Even after subtracting the production costs the self-published author is making significant more than going through the traditional route and considering that 50% of the Amazon Epic Fantasy Best seller list is self-published titles and 50% is traditional, it shows that self-published authors are selling at (or above due to lower list price) copies.

I'm not saying people shouldn't submit to this. *But if you are selected...take a minute to consider that you have a "stamp of approval' indicating that a major publisher finds value in your work...and you should realize that they are not the only option. *Try to balance the "excitement" of someone providing validation for years of work with the "business sense" to make sure you are maximizing your income. *You are about to cross a threshold to earning from your writing - and as such you need to be aware of the various alternatives.


----------



## Steerpike (Sep 24, 2012)

MichaelSullivan said:


> Since ebooks keep the rights with the publishers for 70 years after your death.  This would mean for instance that you could not do a prequel, sequel, or other "fantasy" book since the first two would be "based upon" and the last one would "compete with."

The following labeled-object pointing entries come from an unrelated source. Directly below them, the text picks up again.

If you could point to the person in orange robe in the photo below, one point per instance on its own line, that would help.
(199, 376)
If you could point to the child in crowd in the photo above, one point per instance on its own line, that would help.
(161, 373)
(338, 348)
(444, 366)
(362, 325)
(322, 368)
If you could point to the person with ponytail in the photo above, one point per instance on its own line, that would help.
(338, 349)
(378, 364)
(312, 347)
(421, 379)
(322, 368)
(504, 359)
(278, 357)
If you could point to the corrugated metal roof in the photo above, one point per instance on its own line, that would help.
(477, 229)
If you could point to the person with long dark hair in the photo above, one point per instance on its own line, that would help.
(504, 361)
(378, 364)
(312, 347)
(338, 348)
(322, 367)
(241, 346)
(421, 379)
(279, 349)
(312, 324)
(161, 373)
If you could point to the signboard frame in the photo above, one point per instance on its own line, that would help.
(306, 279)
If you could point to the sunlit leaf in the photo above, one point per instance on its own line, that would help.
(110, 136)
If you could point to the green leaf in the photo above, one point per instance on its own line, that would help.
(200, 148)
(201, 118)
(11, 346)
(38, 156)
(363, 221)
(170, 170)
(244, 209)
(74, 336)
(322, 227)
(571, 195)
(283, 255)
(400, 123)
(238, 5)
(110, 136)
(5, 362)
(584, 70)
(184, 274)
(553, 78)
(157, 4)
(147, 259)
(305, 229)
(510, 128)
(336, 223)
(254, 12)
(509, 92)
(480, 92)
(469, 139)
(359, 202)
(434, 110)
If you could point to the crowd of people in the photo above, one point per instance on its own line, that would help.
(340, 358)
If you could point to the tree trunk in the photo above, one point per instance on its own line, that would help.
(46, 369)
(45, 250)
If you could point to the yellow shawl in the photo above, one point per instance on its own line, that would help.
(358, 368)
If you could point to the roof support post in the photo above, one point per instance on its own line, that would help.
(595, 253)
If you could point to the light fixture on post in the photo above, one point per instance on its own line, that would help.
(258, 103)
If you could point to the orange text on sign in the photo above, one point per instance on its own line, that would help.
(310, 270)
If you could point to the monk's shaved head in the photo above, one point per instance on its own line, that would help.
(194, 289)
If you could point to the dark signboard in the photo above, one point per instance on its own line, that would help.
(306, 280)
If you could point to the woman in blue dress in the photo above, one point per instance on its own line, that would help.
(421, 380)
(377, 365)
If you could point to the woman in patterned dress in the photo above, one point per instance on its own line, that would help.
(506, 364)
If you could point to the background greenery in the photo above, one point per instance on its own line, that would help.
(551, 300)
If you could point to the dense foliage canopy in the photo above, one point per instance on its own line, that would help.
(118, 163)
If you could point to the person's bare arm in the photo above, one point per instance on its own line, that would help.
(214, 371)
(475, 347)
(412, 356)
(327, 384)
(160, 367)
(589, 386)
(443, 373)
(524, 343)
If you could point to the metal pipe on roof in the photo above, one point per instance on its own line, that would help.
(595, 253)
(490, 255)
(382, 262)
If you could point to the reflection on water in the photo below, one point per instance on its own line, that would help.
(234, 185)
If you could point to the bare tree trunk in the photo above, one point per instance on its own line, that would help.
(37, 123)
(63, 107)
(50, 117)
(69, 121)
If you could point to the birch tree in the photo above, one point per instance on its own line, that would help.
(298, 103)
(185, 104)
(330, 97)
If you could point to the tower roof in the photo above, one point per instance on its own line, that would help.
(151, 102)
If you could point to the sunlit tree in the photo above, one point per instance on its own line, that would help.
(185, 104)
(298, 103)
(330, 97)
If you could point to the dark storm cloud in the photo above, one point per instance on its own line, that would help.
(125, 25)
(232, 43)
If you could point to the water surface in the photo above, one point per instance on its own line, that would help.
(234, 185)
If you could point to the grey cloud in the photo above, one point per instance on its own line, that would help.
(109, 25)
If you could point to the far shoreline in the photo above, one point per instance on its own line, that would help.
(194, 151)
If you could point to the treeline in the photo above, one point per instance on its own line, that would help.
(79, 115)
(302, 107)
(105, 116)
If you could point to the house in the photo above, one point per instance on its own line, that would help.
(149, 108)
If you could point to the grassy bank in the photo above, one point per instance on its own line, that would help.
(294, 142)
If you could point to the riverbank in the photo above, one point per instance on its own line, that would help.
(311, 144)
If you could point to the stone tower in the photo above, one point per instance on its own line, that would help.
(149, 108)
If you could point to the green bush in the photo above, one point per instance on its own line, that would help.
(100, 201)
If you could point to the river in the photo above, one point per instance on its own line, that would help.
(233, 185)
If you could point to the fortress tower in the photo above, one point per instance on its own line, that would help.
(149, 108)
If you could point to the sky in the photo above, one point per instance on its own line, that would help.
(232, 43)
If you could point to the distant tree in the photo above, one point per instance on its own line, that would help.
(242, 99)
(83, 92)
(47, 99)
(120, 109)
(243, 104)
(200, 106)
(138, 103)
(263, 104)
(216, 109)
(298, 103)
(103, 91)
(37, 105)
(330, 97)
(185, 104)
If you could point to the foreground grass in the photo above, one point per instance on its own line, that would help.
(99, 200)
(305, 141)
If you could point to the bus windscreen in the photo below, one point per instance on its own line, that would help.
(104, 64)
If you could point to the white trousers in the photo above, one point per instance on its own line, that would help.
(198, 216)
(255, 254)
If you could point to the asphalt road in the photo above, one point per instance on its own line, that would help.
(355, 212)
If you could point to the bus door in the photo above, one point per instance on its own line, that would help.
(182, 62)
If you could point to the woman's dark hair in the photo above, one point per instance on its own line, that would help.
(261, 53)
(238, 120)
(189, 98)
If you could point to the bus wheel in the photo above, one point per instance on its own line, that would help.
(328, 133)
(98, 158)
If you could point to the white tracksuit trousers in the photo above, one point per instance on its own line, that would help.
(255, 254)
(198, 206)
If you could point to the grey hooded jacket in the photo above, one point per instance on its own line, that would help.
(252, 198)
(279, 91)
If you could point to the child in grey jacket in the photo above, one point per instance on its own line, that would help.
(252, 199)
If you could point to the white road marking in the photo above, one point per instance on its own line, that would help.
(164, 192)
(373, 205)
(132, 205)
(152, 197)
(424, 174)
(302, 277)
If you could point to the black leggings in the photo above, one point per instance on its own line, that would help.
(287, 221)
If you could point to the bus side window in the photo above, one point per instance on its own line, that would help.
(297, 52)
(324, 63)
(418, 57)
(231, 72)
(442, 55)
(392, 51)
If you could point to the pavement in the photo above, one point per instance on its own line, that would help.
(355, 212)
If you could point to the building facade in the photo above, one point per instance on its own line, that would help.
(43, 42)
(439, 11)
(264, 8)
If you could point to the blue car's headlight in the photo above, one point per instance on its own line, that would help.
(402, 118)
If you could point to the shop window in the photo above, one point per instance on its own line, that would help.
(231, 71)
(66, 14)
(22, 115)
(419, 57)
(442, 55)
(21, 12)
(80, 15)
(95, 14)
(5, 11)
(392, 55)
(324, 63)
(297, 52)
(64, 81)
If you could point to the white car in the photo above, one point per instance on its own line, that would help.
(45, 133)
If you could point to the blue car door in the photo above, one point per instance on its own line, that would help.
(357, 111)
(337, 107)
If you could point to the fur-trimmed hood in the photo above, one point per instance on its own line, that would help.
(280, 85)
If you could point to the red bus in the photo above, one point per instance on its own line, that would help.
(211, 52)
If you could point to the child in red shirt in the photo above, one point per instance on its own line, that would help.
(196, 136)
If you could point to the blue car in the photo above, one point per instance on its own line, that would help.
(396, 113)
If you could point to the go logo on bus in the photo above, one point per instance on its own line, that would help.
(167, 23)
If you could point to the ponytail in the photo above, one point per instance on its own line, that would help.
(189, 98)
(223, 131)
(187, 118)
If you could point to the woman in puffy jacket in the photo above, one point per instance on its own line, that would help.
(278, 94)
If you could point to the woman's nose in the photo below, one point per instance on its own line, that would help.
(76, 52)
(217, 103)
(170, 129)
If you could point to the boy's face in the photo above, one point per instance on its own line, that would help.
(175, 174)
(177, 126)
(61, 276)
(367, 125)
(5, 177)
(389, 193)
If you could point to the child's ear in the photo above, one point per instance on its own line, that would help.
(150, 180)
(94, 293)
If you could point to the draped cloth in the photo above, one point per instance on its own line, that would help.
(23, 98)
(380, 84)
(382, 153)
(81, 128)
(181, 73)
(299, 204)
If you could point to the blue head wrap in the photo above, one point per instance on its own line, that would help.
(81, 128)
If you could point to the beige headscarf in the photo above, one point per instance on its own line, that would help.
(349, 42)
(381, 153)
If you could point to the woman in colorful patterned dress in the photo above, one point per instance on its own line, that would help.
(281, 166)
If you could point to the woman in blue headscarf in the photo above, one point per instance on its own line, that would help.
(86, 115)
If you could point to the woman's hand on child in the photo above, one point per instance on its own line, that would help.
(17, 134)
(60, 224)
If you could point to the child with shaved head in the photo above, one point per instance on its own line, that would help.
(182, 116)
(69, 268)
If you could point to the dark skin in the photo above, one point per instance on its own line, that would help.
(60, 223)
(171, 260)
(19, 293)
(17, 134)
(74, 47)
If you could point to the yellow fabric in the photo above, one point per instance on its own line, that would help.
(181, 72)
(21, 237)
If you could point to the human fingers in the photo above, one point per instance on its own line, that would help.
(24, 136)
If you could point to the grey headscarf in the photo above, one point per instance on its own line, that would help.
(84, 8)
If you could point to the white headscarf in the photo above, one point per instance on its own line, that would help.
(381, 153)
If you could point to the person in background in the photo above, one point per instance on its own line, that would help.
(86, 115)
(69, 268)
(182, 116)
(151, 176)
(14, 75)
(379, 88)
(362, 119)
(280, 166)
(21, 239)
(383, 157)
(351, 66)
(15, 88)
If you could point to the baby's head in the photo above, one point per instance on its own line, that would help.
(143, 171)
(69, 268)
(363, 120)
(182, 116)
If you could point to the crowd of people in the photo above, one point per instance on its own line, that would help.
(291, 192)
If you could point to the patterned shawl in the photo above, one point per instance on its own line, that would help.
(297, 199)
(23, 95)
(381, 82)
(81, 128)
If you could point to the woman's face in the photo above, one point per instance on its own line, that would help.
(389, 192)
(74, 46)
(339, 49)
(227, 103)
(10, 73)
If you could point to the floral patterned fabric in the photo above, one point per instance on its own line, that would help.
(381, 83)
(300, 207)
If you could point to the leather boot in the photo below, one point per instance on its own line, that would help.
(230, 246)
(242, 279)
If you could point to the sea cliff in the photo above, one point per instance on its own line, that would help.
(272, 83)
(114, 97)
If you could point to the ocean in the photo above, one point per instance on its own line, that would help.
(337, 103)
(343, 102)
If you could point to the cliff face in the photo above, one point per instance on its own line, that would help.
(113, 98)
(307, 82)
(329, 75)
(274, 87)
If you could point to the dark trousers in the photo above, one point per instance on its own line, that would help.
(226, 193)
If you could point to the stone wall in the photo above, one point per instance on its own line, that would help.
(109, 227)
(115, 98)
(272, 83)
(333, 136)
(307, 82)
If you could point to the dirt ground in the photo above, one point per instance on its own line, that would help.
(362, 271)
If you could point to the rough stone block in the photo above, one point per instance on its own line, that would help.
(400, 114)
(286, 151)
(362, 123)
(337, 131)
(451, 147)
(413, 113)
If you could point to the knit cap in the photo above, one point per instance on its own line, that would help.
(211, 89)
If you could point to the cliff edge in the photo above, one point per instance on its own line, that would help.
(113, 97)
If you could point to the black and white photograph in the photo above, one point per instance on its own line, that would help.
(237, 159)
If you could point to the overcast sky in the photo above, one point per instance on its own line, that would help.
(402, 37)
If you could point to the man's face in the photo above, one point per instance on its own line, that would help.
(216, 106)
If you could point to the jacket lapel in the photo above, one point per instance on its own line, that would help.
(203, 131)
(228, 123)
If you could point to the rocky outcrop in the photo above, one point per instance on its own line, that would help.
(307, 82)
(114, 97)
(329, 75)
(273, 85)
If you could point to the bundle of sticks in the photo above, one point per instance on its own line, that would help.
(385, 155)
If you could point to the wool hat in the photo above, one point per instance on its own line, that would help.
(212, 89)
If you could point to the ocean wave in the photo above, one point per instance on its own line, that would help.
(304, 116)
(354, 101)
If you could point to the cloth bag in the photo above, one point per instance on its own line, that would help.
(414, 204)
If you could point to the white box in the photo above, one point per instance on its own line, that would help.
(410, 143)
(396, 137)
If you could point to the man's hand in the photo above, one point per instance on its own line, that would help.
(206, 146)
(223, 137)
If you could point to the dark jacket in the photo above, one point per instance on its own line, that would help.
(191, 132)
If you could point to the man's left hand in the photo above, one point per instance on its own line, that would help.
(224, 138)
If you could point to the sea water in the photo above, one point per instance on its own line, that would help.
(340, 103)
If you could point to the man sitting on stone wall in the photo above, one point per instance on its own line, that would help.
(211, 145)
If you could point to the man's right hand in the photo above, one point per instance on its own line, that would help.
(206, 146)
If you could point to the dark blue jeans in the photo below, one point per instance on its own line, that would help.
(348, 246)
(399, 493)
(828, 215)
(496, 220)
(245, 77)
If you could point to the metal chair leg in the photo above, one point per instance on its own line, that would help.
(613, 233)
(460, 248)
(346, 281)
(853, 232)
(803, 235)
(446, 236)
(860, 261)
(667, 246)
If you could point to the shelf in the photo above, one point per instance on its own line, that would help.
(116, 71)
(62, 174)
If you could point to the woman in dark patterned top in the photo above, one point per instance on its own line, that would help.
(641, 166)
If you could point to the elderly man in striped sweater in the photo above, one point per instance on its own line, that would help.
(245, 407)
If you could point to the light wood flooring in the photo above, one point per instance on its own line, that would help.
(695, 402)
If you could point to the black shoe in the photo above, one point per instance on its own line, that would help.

There is no way a publisher will be able to enforce, in court, an agreement that says you can never write another novel in the genre without going through them and getting their permission. As Kevin noted, it is going to take money to fight it in many places (probably not much in California), and you don't want to sign an agreement you can't live with on its face, but I don't know any jurisdiction that would enforce something that broad or for that scope of time. I write non-compete agreements and it is hard enough to find a jurisdiction that will go more than three or fives years beyond a relationship, and even then only if the scope if reasonable. Beyond that, courts even ignore choice of law provisions on these sorts of things, so that if I have a contract with a non-compete that says we're using New York law and I'm trying to enforce it in California, the chances are nil that the court will enforce it even if it is reasonable in terms of scope and duration, because they're void in California as against public policy. 

Note that the paragraph you quote limits that provision to the "Term" of the Agreement, which is probably defined elsewhere, and the Term and the copyright length are not necessarily one and the same (and some provisions can survive termination). Keeping you from competing during the Term is not a traditional non-compete - while you are party to an active agreement you can be bound, but that non-compete isn't going to survive termination. The key is to read the contract - the whole contract. If there is an onerous non-compete, I wouldn't agree to it either, but I don't want to scare people into thinking that if they sign with a publisher they'll never be able to publish fantasy again, ever, without that publisher signing off on it. That's not a plausible scenario in my view.

The fact that you signed it is always an argument for the other side, but taking California as an example again, I can sign non-compete agreements all day long and they're simply not likely to be enforceable in court. They are void as a matter of law, and California won't employ out of state law to enforce them even if the agreement calls for it. The primary value of them here is that the other guy signing it doesn't know it can't be enforced. There are very limited exceptions having to do when you are dissolving or selling a business and the associated goodwill.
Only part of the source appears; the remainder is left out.